Hundreds of protesters have made their way to the Union Buildings in Pretoria, in a demonstration against the Traditional and Khoisan Leadership Bill. The controversial legal documents – also known as the “Bantustan Bills” – will be signed into law by the president, barring a last-minute change of heart.
#stopthebantustanbills The Alliance for Rural Democracy marches to the Union Buildings on 5 June to demand:
• overhaul of Traditional Courts Bill
• President Ramaphosa not sign TKLB
• recognise rural people as citizens rather than subjects of bantustan governance pic.twitter.com/PuChx9iQGm
— Knowledgebase.land (@KnowledgebaseL) June 3, 2019
According to the Alliance for Rural Democracy (ARD), the ruling could negatively effect around 18 million South Africans. But what are its major controversies, and why is it seen as such a disaster? Allow us to explain.
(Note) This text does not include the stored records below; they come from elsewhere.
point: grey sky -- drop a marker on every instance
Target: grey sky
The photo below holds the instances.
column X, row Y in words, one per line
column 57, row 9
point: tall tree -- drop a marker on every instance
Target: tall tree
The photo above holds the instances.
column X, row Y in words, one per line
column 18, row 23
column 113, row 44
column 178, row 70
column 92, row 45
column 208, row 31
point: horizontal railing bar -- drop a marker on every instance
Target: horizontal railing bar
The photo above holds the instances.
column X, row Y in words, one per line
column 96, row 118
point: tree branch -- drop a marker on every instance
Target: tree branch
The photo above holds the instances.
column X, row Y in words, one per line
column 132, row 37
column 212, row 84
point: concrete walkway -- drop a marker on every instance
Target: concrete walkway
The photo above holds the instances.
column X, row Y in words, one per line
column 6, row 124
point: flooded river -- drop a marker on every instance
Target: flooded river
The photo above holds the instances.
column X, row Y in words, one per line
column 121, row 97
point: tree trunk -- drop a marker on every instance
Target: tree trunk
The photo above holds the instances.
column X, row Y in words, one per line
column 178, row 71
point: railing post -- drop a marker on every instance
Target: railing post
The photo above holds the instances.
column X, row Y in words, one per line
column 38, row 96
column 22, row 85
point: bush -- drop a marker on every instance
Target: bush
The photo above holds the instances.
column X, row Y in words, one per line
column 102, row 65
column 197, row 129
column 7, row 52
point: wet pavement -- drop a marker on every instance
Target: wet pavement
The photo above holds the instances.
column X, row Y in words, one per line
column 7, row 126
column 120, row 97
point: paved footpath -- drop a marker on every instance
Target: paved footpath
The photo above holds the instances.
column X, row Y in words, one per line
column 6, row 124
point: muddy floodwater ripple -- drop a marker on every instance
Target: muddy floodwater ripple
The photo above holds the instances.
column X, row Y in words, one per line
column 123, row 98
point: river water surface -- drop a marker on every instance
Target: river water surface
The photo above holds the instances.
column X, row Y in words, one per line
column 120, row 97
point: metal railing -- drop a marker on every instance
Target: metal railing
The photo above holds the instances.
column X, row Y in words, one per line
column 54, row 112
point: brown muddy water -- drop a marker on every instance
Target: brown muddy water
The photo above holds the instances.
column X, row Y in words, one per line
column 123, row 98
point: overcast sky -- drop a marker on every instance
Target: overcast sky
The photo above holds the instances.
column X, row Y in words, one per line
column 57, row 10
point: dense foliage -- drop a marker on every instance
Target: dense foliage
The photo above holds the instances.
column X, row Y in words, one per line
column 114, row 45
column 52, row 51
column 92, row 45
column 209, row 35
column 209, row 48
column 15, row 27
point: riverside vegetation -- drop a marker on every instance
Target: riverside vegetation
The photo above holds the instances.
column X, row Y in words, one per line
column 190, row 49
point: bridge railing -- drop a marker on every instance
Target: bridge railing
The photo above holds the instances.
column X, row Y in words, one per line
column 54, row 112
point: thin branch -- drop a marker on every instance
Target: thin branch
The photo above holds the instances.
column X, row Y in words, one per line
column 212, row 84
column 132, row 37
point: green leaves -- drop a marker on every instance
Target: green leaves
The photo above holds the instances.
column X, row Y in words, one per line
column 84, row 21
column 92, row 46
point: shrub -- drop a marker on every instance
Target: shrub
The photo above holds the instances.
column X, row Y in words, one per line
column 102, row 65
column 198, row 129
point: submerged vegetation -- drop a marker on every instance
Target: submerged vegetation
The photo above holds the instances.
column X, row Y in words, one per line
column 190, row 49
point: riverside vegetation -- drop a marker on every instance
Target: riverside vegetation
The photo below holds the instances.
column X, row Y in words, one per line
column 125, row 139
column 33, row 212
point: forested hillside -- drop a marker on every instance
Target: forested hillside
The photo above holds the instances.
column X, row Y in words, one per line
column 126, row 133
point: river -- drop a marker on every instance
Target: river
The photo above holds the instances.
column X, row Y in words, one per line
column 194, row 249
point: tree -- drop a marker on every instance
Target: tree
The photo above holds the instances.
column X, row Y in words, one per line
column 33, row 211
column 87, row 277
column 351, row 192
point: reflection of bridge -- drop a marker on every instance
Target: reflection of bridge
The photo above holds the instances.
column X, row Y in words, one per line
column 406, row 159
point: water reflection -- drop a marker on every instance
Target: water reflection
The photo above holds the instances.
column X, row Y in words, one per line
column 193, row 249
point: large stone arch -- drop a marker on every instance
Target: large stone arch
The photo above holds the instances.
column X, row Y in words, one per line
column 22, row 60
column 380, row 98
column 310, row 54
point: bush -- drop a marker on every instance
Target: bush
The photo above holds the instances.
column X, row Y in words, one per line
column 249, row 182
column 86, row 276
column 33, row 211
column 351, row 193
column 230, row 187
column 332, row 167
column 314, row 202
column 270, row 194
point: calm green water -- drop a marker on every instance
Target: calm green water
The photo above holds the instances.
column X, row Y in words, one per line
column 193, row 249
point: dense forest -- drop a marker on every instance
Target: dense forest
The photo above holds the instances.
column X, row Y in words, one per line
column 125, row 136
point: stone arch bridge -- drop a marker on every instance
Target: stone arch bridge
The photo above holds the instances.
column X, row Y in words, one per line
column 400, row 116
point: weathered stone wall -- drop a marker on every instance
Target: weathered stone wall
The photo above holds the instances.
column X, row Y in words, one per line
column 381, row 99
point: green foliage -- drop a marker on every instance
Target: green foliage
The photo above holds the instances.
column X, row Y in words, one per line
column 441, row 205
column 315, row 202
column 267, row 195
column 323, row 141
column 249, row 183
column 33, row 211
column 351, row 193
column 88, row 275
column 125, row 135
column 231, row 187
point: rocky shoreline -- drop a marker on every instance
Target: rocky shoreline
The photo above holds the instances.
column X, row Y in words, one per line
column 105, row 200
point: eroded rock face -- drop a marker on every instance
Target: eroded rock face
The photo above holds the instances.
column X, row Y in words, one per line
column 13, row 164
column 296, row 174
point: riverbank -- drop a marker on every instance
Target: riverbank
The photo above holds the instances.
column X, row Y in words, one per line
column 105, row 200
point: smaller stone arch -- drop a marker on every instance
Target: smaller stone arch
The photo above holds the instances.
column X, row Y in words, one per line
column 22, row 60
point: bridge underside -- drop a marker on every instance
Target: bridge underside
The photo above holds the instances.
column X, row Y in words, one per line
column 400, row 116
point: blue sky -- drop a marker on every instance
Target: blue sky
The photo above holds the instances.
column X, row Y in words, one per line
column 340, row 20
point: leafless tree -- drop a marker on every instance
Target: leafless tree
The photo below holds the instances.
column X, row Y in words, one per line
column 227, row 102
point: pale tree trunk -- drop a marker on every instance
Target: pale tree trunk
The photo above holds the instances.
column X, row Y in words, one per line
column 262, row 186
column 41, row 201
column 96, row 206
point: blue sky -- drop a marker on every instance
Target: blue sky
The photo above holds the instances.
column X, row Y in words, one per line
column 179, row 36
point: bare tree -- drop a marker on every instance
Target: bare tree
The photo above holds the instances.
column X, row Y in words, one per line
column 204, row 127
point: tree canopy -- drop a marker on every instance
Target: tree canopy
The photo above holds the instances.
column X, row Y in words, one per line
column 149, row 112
What are the Bantustan Bills?
This legislation aims to transfer more power to local traditional leaders in rural communities. On the surface, it sounds pretty amicable – but the clauses in the so-called contract have the potential to strip other citizens of their land and property.
As Letlhogonolo Mokgoroane told the Mail and Guardian, chiefs in these regions would be given the authority to sign over people’s land in any way they see fit. They would be allowed to bypass the letter of the law and crudely expropriate land at the request of farm developers or corporations looking to seize control.
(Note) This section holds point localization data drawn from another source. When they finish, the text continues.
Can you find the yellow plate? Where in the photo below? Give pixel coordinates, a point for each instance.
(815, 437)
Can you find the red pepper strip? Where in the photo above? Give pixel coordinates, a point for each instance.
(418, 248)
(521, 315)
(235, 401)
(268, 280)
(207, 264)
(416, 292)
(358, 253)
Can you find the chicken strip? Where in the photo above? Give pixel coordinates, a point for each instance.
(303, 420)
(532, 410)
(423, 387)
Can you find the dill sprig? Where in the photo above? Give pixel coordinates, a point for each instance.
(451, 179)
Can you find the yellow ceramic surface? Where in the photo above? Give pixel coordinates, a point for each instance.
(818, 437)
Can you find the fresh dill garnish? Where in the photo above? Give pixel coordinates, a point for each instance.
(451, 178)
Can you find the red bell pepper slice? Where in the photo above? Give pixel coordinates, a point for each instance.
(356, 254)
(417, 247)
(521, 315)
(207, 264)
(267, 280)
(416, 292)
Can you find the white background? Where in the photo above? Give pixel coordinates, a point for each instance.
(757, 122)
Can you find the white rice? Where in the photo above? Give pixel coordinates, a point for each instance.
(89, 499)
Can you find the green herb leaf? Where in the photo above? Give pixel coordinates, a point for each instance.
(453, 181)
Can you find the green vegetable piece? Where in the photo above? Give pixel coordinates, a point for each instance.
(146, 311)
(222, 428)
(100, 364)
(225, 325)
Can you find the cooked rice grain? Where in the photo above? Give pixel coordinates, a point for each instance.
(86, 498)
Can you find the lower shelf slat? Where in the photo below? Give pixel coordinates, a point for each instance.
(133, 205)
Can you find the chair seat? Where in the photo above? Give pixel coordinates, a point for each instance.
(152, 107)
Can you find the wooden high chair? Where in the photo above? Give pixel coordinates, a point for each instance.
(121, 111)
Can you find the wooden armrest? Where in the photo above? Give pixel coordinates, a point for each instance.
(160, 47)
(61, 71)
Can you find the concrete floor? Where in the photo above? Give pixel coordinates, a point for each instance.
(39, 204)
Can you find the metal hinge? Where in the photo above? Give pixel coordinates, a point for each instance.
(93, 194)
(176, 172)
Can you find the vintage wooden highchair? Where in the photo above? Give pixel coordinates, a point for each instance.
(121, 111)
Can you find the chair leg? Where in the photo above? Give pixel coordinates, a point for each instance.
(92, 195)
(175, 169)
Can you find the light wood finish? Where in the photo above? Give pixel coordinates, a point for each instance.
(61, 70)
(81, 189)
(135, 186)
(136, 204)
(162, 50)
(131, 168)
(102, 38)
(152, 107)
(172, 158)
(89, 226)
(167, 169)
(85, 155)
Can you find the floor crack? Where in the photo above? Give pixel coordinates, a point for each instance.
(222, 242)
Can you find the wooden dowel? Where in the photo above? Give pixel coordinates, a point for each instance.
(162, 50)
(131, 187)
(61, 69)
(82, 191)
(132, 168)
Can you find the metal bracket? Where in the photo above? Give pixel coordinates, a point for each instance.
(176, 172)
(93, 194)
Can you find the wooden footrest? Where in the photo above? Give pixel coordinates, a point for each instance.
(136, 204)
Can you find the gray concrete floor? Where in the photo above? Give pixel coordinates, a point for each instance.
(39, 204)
Critics rally against Bantustan Bills
The ARD is part of the protests on Wednesday, and they are spitting feathers over the situation. In a strongly-worded statement issued before the march, they blasted the government for allowing apartheid-era rules to creep back into 21st-century policy:
“These bills will have the sum effect of allowing traditional leaders – not always elected or recognised by the people – to dictate how communal land is used, allocated and accessed in the interest of corporate greed.”
“These Bantustan Bills are a threat to democracy and social justice for 18 million South Africans. They will also have the added consequence of harming rural women the most, owing to the sharp intersection of capitalist exploitation, corruption and patriarchy.”
— LARC (@LarcUCT) June 5, 2019
How we got to this point
These Bantustan Bills have had a long and troubled history. They have been re-proposed and withdrawn numerous times during Jacob Zuma’s term as president. After being re-tabled in 2017, the National Council of Provinces approved the updated version, leaving Ramaphosa with the executive decision of signing on the dotted line.
Once he approves of the legislation, it will be signed into law. Despite the criticism that the whole structure of the document is unconstitutional, these local communities would be increasingly at the mercy of “traditional” rulers.